It seems that most, if not all electric car builders/manufacturers shun the notion of the ICE, even though an electric vehicle with a large enough pack for most daily use, and a small, appropriately sized gasoline generator for long trips, would exhibit all the efficiency, reliability, and instantaneous power of an EV, with all the range that liquid fuels provide. All while minimizing what seems to be the most costly component, batteries.
The electricity bill to run a vehicle exactly the same size as whatever we drive now would be ~a third of what our current gasoline bills is, and the gasoline cost would drop by ~40% because we would be eliminating the majority of inefficient gasoline engine operation... Unless of course we pulse and glide. But the whole point is that it would open up ~P&G mpg for everyone w/o all the hassle.
Even at homebuilt prices, I bet these would be competative with pure EVs and ICE powered vehicles... They would initially cost a little bit more than ICE vehicles due to lack of volume and battery cost, but as production ramped up, they eventually end up being cheaper than most ICE versions due to the high cost of the modern drivetrain/emissions system, while offering a ~40-75% reduction in fuel costs, better acceleration, fewer repair costs, and longer vehicle life.
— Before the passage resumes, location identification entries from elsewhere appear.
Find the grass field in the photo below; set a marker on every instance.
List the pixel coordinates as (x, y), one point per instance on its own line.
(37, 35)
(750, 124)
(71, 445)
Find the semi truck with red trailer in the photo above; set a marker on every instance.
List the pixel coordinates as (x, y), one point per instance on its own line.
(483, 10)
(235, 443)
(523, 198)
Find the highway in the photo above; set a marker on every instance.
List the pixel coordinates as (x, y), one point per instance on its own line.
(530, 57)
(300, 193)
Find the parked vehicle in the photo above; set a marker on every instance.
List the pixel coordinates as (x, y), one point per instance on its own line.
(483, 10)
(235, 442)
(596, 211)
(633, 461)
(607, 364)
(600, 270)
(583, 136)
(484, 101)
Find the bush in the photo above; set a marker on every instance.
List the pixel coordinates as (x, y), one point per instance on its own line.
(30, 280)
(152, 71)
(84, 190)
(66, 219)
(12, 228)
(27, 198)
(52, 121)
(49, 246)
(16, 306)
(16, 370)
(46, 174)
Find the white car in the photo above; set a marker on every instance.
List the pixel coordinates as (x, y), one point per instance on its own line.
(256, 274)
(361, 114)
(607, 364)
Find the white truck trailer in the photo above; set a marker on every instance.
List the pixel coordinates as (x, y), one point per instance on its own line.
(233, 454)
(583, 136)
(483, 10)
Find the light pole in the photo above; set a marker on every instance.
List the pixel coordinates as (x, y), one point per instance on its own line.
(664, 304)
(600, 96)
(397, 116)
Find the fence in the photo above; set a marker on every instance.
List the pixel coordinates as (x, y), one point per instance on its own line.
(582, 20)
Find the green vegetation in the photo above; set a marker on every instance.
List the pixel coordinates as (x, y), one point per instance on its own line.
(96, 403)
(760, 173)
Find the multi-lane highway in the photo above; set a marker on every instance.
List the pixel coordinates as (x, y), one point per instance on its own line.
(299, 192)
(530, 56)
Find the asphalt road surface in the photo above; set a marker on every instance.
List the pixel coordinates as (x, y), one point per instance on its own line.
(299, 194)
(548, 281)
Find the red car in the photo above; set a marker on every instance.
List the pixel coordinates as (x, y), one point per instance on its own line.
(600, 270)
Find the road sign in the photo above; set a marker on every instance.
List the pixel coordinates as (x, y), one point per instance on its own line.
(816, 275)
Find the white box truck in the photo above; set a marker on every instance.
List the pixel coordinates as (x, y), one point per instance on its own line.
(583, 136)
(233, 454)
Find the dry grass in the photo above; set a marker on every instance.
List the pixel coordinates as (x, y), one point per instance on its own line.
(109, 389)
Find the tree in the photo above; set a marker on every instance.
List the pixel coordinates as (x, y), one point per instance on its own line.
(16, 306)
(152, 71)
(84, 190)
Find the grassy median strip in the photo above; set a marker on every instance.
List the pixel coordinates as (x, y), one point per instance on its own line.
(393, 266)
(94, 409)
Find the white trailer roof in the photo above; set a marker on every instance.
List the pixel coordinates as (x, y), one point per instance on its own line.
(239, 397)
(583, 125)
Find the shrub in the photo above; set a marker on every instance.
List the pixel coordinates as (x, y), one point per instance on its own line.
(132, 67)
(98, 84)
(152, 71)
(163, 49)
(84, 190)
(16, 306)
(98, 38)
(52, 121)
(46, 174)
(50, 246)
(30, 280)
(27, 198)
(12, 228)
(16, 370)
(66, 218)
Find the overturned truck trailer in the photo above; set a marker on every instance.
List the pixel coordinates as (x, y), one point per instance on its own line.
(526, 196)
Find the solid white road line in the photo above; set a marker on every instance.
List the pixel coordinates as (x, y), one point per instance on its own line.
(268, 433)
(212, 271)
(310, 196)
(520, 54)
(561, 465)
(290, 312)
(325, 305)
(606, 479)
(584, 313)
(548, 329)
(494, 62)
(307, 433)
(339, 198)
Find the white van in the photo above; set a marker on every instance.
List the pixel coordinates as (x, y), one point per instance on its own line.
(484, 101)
While I can understand that most manufacturers can't instantaneously alter their production, they have contracts with suppliers and whatnot, if we don't start seeing 100mpg vettes and 200mpg corollas in the next few years, I'm gonna be mad. And write an email to someone. maybe not...
But anyway, with gas at $1 a gallon, the electrified drivetrain is more or less equivalent in cost, but now that we've been holding steady at $2-3 for the last few years, there's no reason for manufacturers not to start rolling out fuel efficient, high performance, long range, economic vehicles.